People were lined up six deep at the bar when I arrived at the Ras, and everyone was drinking like mad and staring at the screen. They were showing the clips of the aliens over and over. Maranta was already there. Her eyes were glowing. She pressed herself up against me like a wild woman. “My God,” she said, “isn’t it wonderful! The men from Mars are here! Or wherever they’re from. Let’s hoist a few to the men from Mars.”

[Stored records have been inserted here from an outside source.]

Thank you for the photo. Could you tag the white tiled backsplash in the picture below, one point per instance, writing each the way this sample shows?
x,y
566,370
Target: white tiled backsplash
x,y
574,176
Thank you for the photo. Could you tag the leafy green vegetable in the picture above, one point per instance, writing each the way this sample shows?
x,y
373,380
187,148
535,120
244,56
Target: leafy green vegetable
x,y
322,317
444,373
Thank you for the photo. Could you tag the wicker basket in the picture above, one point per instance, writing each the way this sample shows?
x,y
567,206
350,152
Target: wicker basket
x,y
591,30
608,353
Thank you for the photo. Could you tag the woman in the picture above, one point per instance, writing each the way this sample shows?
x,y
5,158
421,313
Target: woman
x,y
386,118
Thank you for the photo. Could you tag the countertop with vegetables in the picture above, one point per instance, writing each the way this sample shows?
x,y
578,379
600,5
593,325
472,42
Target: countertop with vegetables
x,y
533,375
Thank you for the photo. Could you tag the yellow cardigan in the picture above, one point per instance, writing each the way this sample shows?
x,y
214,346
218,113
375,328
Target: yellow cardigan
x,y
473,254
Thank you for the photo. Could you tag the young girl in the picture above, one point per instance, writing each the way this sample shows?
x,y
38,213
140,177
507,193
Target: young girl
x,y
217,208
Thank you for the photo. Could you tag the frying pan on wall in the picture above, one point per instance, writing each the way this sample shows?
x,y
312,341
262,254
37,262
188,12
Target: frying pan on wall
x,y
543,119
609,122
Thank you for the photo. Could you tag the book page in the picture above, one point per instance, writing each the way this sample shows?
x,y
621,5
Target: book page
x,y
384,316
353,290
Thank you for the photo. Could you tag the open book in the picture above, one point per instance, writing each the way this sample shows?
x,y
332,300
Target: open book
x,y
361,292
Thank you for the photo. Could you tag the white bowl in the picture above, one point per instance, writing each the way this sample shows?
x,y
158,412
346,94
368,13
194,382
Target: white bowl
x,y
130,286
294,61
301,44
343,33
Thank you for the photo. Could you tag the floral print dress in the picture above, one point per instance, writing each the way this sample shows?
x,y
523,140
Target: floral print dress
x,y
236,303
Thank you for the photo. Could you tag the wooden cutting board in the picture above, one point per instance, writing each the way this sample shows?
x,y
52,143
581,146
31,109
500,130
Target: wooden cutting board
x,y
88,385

We hoisted more than a few. Somehow I got home at a respectable seven o’clock anyway. The apartment was still in its one-room configuration, though our contract with Bobby Christie specified wall-shift at half past six. Elaine refused to have anything to do with activating the shift. She was afraid, I think, of timing the sequence wrong and being crushed by the walls, or something.
“You heard?” Elaine said. “The aliens?”
“I wasn’t far from the park at lunchtime,” I told her. “That was when it happened, at lunchtime, while I was up by the park.”
Her eyes went wide. “Then you actually saw them land?”
“I wish. By the time I got to the park entrance the cops had everything sealed off.”
I pressed the button and the walls began to move. Our living room and kitchen returned from Bobby Christie’s domain. In the moment of shift I caught sight of Bobby on the far side, getting dressed to go out. He waved and grinned. “Space monsters in the park,” he said. “My my my. It’s a real jungle out there, don’t you know?” And then the walls closed away on him.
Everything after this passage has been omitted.